Fairness and effectiveness are often at odds in the distribution of benefits. There is always a tension between giving away too much and too little. If benefits are means tested, there will always be some people who desperately need them but don't claim them for a variety of reasons including the complexity of the process and the stigma. If you make a benefit universal, there is a lot less stigma attached, and it tends to be less complex, and so take up rises. Child benefit, for instance, in its various guises, has had near 100% take up, thereby insuring that it goes to everyone who really needs it, because of universal availability. The problem with that is that a good deal of our taxes then goes to supporting people who don't need the support.
You can deal with the problem to a certain extent by making benefits taxable. If you do that, you may need to increase the benefit to take into account the effect on lower earning tax paying households. It can be done, but the politics of turning a non-taxed benefit into a taxed one are fraught.
I wonder if another way of turning the circle into something like a square might be to apply a variable upper rate of tax. As it stands, in 2012-13 taxable income between £34371 and £150,000 is taxed at 40% and above £150,000 at 50%. Increasing those taxes across the board to recognise the benefits paid to high earners is generally seen as unpalatable, because it disincentivises earning and over-incentivises tax avoidance behaviour. Whether you agree with these or not (I don't agree with the first, I do agree with the second to an extent), they are so widely accepted on both the conservative and what passes for the progressive wing of the political elite that they are all but unchallengeable.

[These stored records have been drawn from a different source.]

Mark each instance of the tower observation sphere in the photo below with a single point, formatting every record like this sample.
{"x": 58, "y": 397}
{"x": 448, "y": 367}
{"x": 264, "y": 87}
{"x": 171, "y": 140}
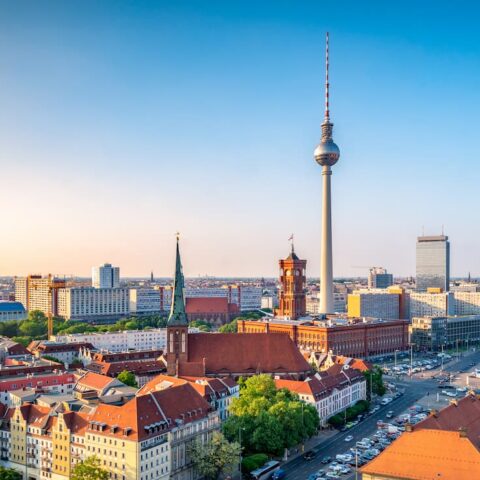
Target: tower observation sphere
{"x": 326, "y": 154}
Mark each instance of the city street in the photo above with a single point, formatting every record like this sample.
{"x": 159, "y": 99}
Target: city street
{"x": 415, "y": 389}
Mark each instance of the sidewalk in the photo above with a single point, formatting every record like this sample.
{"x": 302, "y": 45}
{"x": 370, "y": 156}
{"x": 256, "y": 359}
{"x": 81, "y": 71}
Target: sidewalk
{"x": 310, "y": 444}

A variable upper rate would apply a higher rate of tax to small bands within the upper bands. Thus, for income between, say, £80,000 and £90,000 the rate could be 45% which would net an extra £500. People in that bracket, who probably think of their earnings as “modestly high” could be confident that when their earnings passed £90,000, the extra would revert to the 40% tax rate. There might be another band, say, between £120,000 and £130,000, netting another £500. And more at appropriate intervals further up the scale.
The idea is not to arrive at individual fairness in the sense that those who benefit pay it back. It is a sense of collective fairness in that those who earn large sums of money can be seen to redress the balance as a group for benefits received. The extra cost of a universal benefit is seen to be recouped, or at least partially recouped, by the variable tax. It seems such a simple idea that I am sure other people must have thought of it before and rapidly come up with reasons why it would not work, so if anyone can enlighten me, I would be grateful.